2016年からは中古戸建ての逆襲が始まる

昨日、今日と、古くてもいいので、安心できる建物(基本的な構造)と新しい設備(リフォーム)の中古住宅(戸建て・マンション)を求めている方が続いた。

2015年、首都圏では、中古のマンションと戸建てで、成約件数と平均成約価格がともに上昇し過去最高の規模となった。特に中古マンションはここ10年で1.7倍にも拡大している。

低金利の住宅ローンで買いやすいという現在の状況と、先行き不透明で収入の伸びが期待できず、逆に物価上昇の気配から、住居費を抑えるという両面から、中古住宅市場へ流れているものと思われる。

2015年までは、利便性が高いことと分かりやすさ(安心感)から、中古住宅では、戸建てよりもマンションの方が注目されて堅調に伸びてきた。

このため、戸建て価格にマンション価格が近づき、さらに逆転まで起きた地点もある。平均の数値では、10年前は1000万円の差であったものが、2015年は100万円の差までに縮まった。

ここまで価格差が縮まり、逆転現象まで見られたことから、2016年からは中古戸建ての逆襲が始まると言われている。

それには、取引環境の改善が不可欠であり、それが浸透することが条件となる。

具体的には、大手仲介業者が中心となって取り組み始めた「かし保険」「インスペクション(点検)」「不具合の保証」「住宅履歴登録」「駆け付けサービス」「告知事項の事前開示」などである。

行政側も、今年の4月以降、宅建業法の改正により、媒介契約や重要事項説明時に、かし保険やインスペクションに対しての説明や確認が義務化させるなど、本格的に動き出した。

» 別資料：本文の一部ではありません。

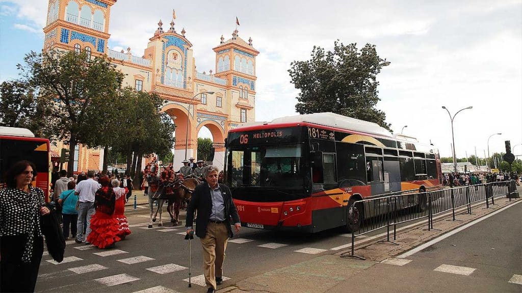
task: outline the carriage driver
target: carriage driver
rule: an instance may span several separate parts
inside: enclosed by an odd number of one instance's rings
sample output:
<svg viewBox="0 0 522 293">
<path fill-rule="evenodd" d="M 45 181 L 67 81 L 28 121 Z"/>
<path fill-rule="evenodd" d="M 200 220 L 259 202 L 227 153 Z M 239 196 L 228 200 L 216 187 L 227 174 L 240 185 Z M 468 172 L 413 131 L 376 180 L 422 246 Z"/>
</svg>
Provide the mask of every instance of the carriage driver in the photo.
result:
<svg viewBox="0 0 522 293">
<path fill-rule="evenodd" d="M 188 178 L 192 175 L 192 168 L 188 166 L 188 161 L 185 160 L 182 162 L 183 166 L 180 168 L 179 173 L 183 175 L 183 178 Z"/>
<path fill-rule="evenodd" d="M 199 181 L 203 181 L 203 160 L 200 160 L 196 162 L 197 167 L 194 169 L 194 176 Z"/>
</svg>

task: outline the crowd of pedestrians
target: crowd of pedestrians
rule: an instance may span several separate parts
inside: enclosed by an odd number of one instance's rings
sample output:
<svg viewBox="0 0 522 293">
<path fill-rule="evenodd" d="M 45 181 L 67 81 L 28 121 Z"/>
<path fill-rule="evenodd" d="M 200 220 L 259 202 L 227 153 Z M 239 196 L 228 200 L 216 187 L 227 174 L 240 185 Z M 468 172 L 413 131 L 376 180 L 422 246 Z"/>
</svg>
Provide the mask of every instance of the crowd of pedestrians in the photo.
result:
<svg viewBox="0 0 522 293">
<path fill-rule="evenodd" d="M 466 186 L 483 183 L 490 183 L 501 181 L 513 180 L 517 186 L 520 186 L 520 176 L 514 172 L 511 173 L 493 173 L 491 172 L 479 173 L 460 173 L 453 172 L 444 174 L 442 184 L 445 186 Z"/>
</svg>

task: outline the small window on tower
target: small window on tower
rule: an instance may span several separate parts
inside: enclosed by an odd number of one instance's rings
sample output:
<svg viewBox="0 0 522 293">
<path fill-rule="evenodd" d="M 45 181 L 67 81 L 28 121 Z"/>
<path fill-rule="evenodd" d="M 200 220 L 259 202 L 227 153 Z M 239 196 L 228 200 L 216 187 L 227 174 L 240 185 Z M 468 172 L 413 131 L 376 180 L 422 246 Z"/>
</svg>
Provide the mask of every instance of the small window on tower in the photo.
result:
<svg viewBox="0 0 522 293">
<path fill-rule="evenodd" d="M 87 57 L 86 59 L 87 61 L 90 61 L 91 60 L 91 47 L 85 47 L 85 54 L 87 54 Z"/>
<path fill-rule="evenodd" d="M 134 88 L 138 92 L 143 89 L 143 81 L 136 79 L 134 82 Z"/>
</svg>

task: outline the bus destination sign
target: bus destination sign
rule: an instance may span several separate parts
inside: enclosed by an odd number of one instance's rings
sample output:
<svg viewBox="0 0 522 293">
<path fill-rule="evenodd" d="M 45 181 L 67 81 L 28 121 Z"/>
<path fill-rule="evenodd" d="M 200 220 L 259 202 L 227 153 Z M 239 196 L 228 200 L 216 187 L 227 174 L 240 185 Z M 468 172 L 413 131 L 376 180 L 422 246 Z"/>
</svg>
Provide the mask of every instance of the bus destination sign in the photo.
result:
<svg viewBox="0 0 522 293">
<path fill-rule="evenodd" d="M 308 135 L 311 138 L 335 140 L 335 133 L 333 130 L 309 127 L 308 128 Z"/>
<path fill-rule="evenodd" d="M 296 142 L 299 141 L 299 136 L 298 128 L 259 129 L 231 133 L 229 143 L 244 145 L 282 142 Z"/>
</svg>

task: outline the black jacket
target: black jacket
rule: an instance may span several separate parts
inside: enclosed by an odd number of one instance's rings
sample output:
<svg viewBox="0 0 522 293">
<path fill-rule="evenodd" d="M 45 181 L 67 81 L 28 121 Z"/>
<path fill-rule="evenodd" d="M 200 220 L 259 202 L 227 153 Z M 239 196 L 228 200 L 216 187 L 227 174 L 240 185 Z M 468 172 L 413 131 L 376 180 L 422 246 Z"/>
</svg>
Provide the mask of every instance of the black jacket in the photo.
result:
<svg viewBox="0 0 522 293">
<path fill-rule="evenodd" d="M 219 189 L 221 191 L 223 202 L 225 203 L 225 224 L 229 230 L 230 237 L 234 236 L 231 224 L 241 223 L 238 210 L 235 209 L 234 202 L 232 200 L 232 192 L 226 185 L 219 185 Z M 201 238 L 207 234 L 207 224 L 208 223 L 209 217 L 212 213 L 212 197 L 210 196 L 210 188 L 207 183 L 202 183 L 198 185 L 194 189 L 192 198 L 187 207 L 187 227 L 193 226 L 193 222 L 194 217 L 194 211 L 197 210 L 197 217 L 196 218 L 196 235 Z M 231 223 L 230 218 L 233 222 Z"/>
</svg>

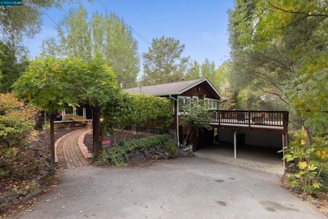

これらの取り組みにより、購入者が抱く中古戸建ての住宅品質に対しての不安感を和らげることができる。

これがしっかりと根付くようになれば、中古住宅市場も活性化して、家計負担の軽減から、日本経済への下支えまで良い影響をもたらされることになる。

来年の春には消費税の再増税が迫っているが、一般の方が売主の中古住宅であれば消費税は非課税になるため、購入者にとっては、買いやすい環境が整うことはありがたいことになる。